A tooth infection is not something to ignore. Without proper treatment, it can spread to other areas of your body and cause serious and potentially life-threatening complications. Some of the potential complications are:

  • Bone infection or osteitis: An infection of the bone surrounding the tooth can cause pain, swelling, and inflammation in the jaw and face. It can also damage the bone and affect its ability to heal.

  • Sinusitis: The infection can spread to the sinuses, which are bony cavities above your upper back teeth. This can cause severe pain and pressure around the cheeks, headache, and nasal congestion.

  • Cellulitis: The infection can spread to the soft tissues around the tooth, including the skin and fat. This can cause redness, warmth, swelling, and pain in the affected area.

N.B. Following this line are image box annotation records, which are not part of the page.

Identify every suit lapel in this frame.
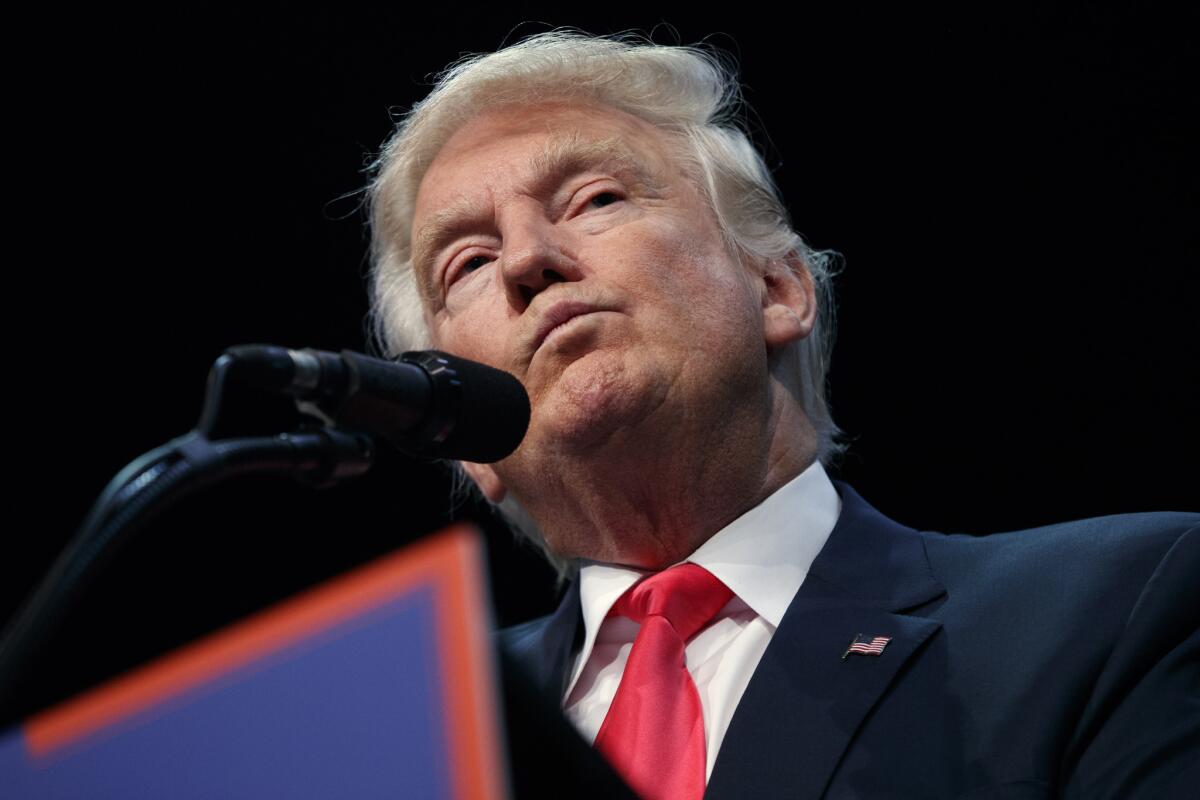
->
[502,581,583,703]
[706,485,944,799]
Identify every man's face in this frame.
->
[413,103,766,499]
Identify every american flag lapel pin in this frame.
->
[841,633,892,661]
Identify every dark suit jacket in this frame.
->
[503,485,1200,800]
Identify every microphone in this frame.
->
[221,344,529,463]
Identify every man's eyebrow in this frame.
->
[529,132,661,195]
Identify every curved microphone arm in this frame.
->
[0,428,373,709]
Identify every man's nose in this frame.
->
[500,212,580,311]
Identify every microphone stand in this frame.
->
[0,355,374,709]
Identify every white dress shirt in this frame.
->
[564,462,841,781]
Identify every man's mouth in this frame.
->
[534,300,601,351]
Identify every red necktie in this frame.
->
[595,564,733,800]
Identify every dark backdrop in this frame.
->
[7,4,1200,719]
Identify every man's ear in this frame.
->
[762,251,817,350]
[458,461,509,503]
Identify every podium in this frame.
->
[0,527,509,800]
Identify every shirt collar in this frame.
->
[568,462,841,694]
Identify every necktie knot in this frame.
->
[613,564,733,642]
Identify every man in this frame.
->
[372,34,1200,798]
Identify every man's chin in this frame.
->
[529,351,654,453]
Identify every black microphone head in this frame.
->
[397,350,529,464]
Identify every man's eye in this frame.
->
[588,192,620,209]
[458,255,492,272]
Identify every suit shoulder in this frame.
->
[922,512,1200,569]
[922,513,1200,625]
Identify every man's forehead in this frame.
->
[412,112,667,278]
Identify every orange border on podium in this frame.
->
[24,525,505,800]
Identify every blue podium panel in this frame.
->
[0,529,504,800]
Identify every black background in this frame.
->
[0,4,1200,708]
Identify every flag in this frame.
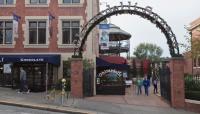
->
[13,13,21,38]
[49,12,55,37]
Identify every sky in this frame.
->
[100,0,200,57]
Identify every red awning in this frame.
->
[100,55,127,64]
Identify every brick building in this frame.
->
[0,0,99,90]
[184,18,200,74]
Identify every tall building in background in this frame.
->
[0,0,99,91]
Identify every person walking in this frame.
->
[19,67,29,93]
[143,76,150,96]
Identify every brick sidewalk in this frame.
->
[86,86,170,108]
[0,87,195,114]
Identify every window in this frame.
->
[0,21,13,44]
[0,0,14,5]
[29,21,46,44]
[30,0,47,4]
[62,21,80,44]
[63,0,80,4]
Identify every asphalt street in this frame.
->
[0,105,69,114]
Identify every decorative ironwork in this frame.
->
[75,2,182,57]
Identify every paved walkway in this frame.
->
[0,87,195,114]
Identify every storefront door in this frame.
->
[14,63,46,92]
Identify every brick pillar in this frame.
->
[170,57,185,108]
[71,58,83,98]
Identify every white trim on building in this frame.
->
[22,16,50,48]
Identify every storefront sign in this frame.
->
[98,69,122,77]
[0,54,60,65]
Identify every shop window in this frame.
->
[30,0,47,4]
[0,0,14,5]
[63,0,80,4]
[29,21,46,44]
[62,21,80,44]
[0,21,13,44]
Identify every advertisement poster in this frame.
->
[100,29,109,50]
[99,24,110,50]
[3,64,11,74]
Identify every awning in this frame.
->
[0,54,60,65]
[100,55,127,64]
[96,57,129,70]
[108,24,131,41]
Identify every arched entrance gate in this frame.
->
[71,3,184,108]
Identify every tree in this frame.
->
[133,43,163,61]
[179,31,200,58]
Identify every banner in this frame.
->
[49,12,55,37]
[3,64,11,74]
[99,24,110,50]
[13,13,21,38]
[100,30,109,50]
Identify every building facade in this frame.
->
[0,0,99,91]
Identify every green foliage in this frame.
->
[83,59,94,70]
[133,43,163,61]
[179,31,200,57]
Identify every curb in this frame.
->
[0,100,92,114]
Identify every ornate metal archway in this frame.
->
[74,2,182,57]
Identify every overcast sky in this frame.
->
[100,0,200,57]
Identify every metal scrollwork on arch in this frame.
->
[76,3,182,57]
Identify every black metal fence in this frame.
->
[185,74,200,101]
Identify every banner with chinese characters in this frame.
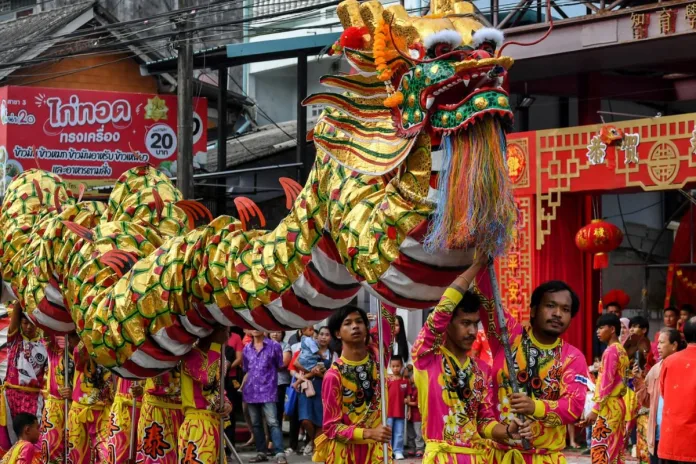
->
[507,114,696,249]
[497,114,696,322]
[0,86,208,196]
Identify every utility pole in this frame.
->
[176,0,194,199]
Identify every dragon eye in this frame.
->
[478,42,495,55]
[408,43,425,60]
[435,43,452,56]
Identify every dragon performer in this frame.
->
[0,0,517,379]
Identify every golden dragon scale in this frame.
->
[0,0,516,378]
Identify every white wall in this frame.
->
[249,58,348,125]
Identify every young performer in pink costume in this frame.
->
[412,260,531,464]
[68,343,112,464]
[178,327,232,464]
[101,378,143,463]
[587,314,630,464]
[313,305,396,464]
[39,332,80,464]
[479,276,589,464]
[0,304,48,451]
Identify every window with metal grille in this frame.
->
[309,105,324,118]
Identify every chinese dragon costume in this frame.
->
[0,0,517,378]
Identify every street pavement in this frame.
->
[228,450,600,464]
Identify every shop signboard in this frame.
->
[0,86,208,195]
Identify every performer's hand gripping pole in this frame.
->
[218,345,227,464]
[488,258,532,450]
[128,382,138,464]
[63,335,70,464]
[377,302,389,464]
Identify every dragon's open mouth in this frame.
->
[422,58,513,133]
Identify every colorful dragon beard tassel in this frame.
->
[424,118,518,256]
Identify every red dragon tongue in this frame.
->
[425,118,517,256]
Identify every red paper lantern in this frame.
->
[575,219,623,269]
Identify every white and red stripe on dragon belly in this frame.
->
[113,222,473,378]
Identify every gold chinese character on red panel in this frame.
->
[686,3,696,29]
[619,134,640,164]
[660,9,677,35]
[508,280,520,304]
[631,13,650,40]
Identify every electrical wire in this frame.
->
[602,200,662,219]
[0,0,582,69]
[230,76,299,142]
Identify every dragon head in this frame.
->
[306,0,517,255]
[338,0,513,140]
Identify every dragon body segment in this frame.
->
[0,0,514,378]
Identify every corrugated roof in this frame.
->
[0,0,94,79]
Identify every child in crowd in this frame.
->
[0,412,42,464]
[406,364,425,458]
[298,325,321,372]
[676,303,695,334]
[387,356,409,460]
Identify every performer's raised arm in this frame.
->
[475,270,523,358]
[411,259,486,369]
[368,302,396,366]
[532,350,590,427]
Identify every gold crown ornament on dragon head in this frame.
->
[306,0,517,254]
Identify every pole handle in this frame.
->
[488,257,532,451]
[63,335,70,464]
[372,297,389,464]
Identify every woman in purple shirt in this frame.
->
[242,330,288,464]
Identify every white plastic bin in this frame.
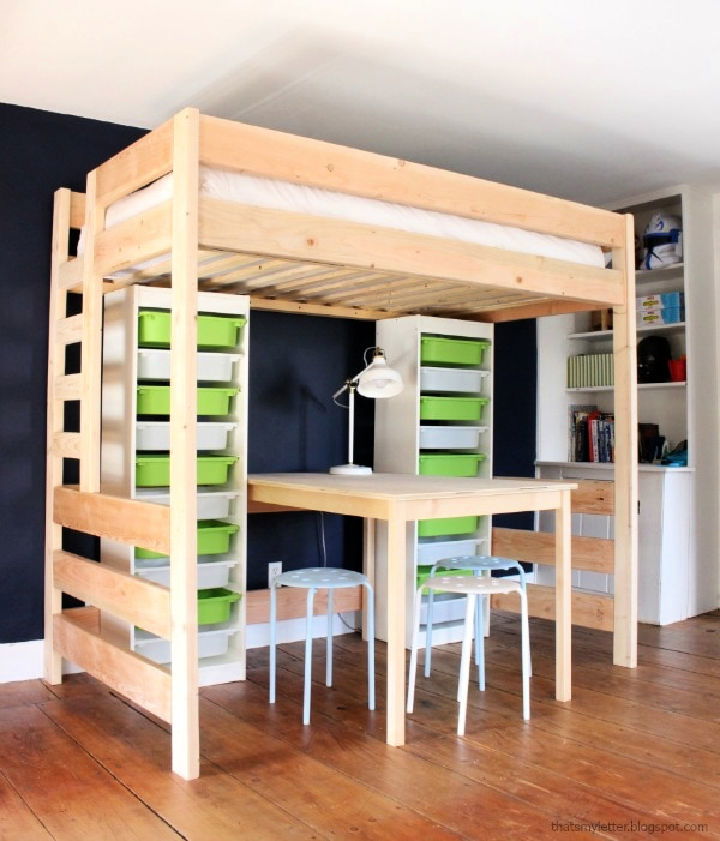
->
[135,421,234,452]
[420,365,489,394]
[420,426,487,450]
[138,348,240,383]
[136,493,233,520]
[135,558,235,590]
[135,629,232,663]
[418,538,485,566]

It can also spread to the lymph nodes and bloodstream and cause fever and chills.

  • Ludwig's angina: If the infection spreads to the area below the lower jaw, it can cause difficulty swallowing, breathing, or speaking. It can also compress the airway and cause suffocation.

  • Sepsis: A serious medical condition in which the immune system severely overreacts to an infection in the blood. This can cause organ failure, shock, and death.

  • Endocarditis: A serious complication of a tooth infection where bacteria spread to the heart, causing inflammation and damage to heart valves. Symptoms include fever, fatigue, joint pain, and heart murmur.

  • Brain abscess: A rare but life-threatening complication of a tooth infection where bacteria spread to the brain, causing a pus-filled pocket. Symptoms include headache, fever, nausea, vomiting, and confusion, and in severe cases, it can lead to seizures, coma, or death.

How to prevent tooth infection?

When it comes to your oral health, prevention is better than cure. By taking some measures, you can prevent tooth infection and keep your teeth and gums healthy and strong. Here are some tips:

  • Brush your teeth at least twice a day with fluoride toothpaste. This will help remove plaque, a sticky film of bacteria that can cause cavities and gum disease.

  • Floss your teeth daily to remove food particles and plaque from between your teeth and under your gums. This will prevent bacteria from building up and causing infection.

  • Limit your sugar intake, as sugar can feed the bacteria that cause tooth decay and infection. Avoid sugary drinks, candies, and snacks, and choose healthy foods like fruits, vegetables, nuts, and cheese.

  • Visit your dentist regularly for checkups and cleanings. Your dentist can detect and treat any signs of tooth decay or gum disease before they become serious.

  • Avoid smoking or chewing tobacco, as these habits can damage your teeth and gums and increase your risk of infection.

  • If you think you have a tooth infection, see your dentist as soon as possible. Do not ignore or delay seeking dental care, as this can make the infection worse and harder to treat.